2018年9月17日月曜日
下駄屋のせがれ
「はいお釣り。二十万両。」
9月になったというのに日差しがいっこうに衰えない、よく晴れた午後の出来事。
地元の、昔からそこにある駄菓子屋でのおばあちゃんの一言である。
なんとも郷愁のただよう言葉か。
私より先にお勘定を終わらせた少年への言葉だった。
少年二人組はとくにその言葉に反応を示さずに店を後にしてどこかへ向かって駆け出した。
無理もない。
【両】 という単位どころか【銭】さえも、あまつさえ電子マネーの出現で【円】さえも知らない子供がいるのではなかろうかと思える時代だ。
おばあちゃんが【両】といったところで胴体がちぎれるほど腹をよじれさせて笑う子供もいないだろう。
そんなことを思いながら私はモロッコヨーグルとうまい棒をおばあちゃんに差し出す。
モロッコヨーグル2つとうまい棒3本でしめて70円。
私の財布の中はお札が少々と100円玉と1円玉。
100円玉を渡そうと思ったのだがその時どう渡すか。
どう声をかけるか。
そこが問題である。
無言で渡すというのも考えた。
しかしサービス精神旺盛な私としては一言そえてあげたいのだ。
脳が瞬間湯沸かし器の如く活動する。
たぶんコンマ何秒の世界だろう。
私は数百万通りの選択肢から4つに絞り込んだ。
「はい。百万両」
「はい。百万円」
「はい。百円」
「はい。百バミューダドル」
どれだ。
どれがベストウェイだ。
【百万両】の場合はさっきの少年達に使っていたのでおばあちゃん的には嫌かもしれない。

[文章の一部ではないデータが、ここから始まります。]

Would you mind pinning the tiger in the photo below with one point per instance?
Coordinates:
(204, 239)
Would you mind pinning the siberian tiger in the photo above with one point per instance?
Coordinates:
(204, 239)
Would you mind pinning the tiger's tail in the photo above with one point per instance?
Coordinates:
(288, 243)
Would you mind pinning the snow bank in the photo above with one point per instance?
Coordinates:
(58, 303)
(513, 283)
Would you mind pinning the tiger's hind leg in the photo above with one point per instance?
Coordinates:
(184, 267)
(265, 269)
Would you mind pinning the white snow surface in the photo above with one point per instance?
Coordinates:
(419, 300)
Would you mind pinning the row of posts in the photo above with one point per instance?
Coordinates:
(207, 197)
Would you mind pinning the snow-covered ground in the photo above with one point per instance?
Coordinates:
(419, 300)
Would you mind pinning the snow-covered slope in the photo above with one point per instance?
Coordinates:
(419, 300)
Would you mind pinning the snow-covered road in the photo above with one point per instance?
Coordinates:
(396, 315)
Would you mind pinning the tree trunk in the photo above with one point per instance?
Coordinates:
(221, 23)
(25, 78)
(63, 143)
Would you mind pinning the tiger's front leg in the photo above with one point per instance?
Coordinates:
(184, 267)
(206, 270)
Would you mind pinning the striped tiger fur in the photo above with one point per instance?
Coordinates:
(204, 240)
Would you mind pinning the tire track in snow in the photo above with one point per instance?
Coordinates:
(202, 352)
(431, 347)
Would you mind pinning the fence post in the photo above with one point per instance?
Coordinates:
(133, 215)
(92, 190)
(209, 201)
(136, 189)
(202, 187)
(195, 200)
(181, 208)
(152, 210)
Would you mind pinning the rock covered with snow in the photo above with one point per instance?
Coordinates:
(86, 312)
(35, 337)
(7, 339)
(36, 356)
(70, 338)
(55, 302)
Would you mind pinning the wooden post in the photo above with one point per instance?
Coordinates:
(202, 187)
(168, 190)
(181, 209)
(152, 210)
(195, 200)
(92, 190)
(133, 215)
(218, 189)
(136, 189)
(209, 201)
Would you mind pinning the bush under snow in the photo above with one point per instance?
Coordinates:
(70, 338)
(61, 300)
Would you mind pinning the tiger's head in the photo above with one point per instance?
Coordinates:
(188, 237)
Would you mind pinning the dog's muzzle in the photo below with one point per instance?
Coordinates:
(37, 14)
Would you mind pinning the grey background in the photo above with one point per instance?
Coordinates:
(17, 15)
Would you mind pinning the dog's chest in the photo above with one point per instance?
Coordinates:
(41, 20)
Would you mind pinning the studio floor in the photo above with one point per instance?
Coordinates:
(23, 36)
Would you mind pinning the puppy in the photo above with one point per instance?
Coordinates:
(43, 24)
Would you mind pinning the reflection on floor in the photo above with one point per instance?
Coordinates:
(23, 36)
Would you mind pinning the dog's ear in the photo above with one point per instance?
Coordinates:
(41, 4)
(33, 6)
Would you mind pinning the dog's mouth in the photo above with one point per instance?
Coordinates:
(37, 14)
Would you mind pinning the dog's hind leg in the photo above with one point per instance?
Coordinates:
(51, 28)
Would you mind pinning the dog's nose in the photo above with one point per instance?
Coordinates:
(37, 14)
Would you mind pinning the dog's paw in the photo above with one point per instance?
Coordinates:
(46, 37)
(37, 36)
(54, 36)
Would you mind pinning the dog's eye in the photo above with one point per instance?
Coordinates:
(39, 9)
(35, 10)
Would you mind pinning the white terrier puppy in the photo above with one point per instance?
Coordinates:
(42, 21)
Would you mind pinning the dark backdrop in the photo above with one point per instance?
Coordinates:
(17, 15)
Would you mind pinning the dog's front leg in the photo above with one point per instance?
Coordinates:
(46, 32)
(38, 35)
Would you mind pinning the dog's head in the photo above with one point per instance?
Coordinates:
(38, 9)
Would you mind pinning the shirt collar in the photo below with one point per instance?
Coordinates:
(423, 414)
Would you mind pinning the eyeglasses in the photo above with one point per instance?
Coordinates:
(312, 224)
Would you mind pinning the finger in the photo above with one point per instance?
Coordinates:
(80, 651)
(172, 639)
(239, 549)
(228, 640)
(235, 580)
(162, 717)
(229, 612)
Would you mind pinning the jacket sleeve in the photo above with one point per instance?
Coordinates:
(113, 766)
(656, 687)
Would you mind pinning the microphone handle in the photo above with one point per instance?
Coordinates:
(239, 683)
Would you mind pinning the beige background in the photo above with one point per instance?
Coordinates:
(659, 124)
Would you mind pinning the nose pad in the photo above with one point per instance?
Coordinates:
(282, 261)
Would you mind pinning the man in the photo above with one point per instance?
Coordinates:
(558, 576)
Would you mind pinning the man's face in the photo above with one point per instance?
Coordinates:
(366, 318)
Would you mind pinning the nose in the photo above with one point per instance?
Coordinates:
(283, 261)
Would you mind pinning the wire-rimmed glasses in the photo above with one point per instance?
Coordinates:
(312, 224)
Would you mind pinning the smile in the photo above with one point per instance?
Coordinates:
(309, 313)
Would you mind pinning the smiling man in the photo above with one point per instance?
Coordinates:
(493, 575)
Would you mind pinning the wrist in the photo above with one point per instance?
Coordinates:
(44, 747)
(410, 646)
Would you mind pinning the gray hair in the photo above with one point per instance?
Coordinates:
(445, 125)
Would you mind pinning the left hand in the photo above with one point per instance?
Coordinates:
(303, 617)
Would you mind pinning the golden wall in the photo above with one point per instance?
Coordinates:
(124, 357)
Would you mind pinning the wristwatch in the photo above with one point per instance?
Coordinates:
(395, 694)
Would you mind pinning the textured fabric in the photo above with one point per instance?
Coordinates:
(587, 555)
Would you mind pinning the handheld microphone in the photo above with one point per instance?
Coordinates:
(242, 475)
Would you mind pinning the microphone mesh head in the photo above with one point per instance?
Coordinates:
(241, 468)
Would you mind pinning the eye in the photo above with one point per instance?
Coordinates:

両で渡されたお金のお釣りに両で返すほど老いぼれてはいない。と。
お釣りを渡す時に新しい単位を考えねばならないが何十年と 【両】 を使ってきた彼女に敬意を払わねばならない。
ここは私が折れるところだ。
ならば百万円か。
しかしオレオレ詐欺が横行する現代。
「釣りは999930円だろうがぁー!ぉぉっ!」とタンカをきられたらひとたまりもないがなー。と考えたおばあちゃんが警察に通報しないという確信はどこにもない。
そこにくると 「はい、百円」 というのもなにか味気ない。
バミューダドルにいたってはおばあちゃんが「またGHQに侵略されたんかーっ」 と思うかもしれない。
けど、もういいと思った。
私は一秒でも早くうまい棒を食べたかったのだ。
私がちょうどさっきの少年くらいのころ。
黒田君と二人で毎日のようにうまい棒の早食いをしていた。
少年とは自分達でルールを作っては手を広げすぎて対応しきれなくなり全てを投げ出す人。
黒田君と私もご多分にもれずそうだった。
【うまい棒の早食い】 という競技名がやがて 【早い棒のうま食い】 に変わり【早い棒のうま食い】 が 【すごい棒のやば食い】 に変わり【やばい棒のやば食い】に変わり・・・うまい棒を早く食べたほうが勝ち。という内容はなにひとつ変わってはいないのに。
やがて二人はどちらからともなくその遊びをやめた。
彼とはそれ以来あまり遊ばなくなったような気がする。
今手に持っているうまい棒もあの時と同じ味がするといいな。と思いながら 「はい百円。9月なのにまだ暑いね。おばあちゃん。体調には気をつけなよ」といいながら百円を手渡した。
「そうだねぇ。はいお釣り三十円」
まだまだ日差しは強いがツクツクボウシが秋の訪れを少しだけ感じさせるようにせわしなく鳴いていた。
暑い暑い9月の出来事だった。
うまい棒は確かにあの時と同じ味がした。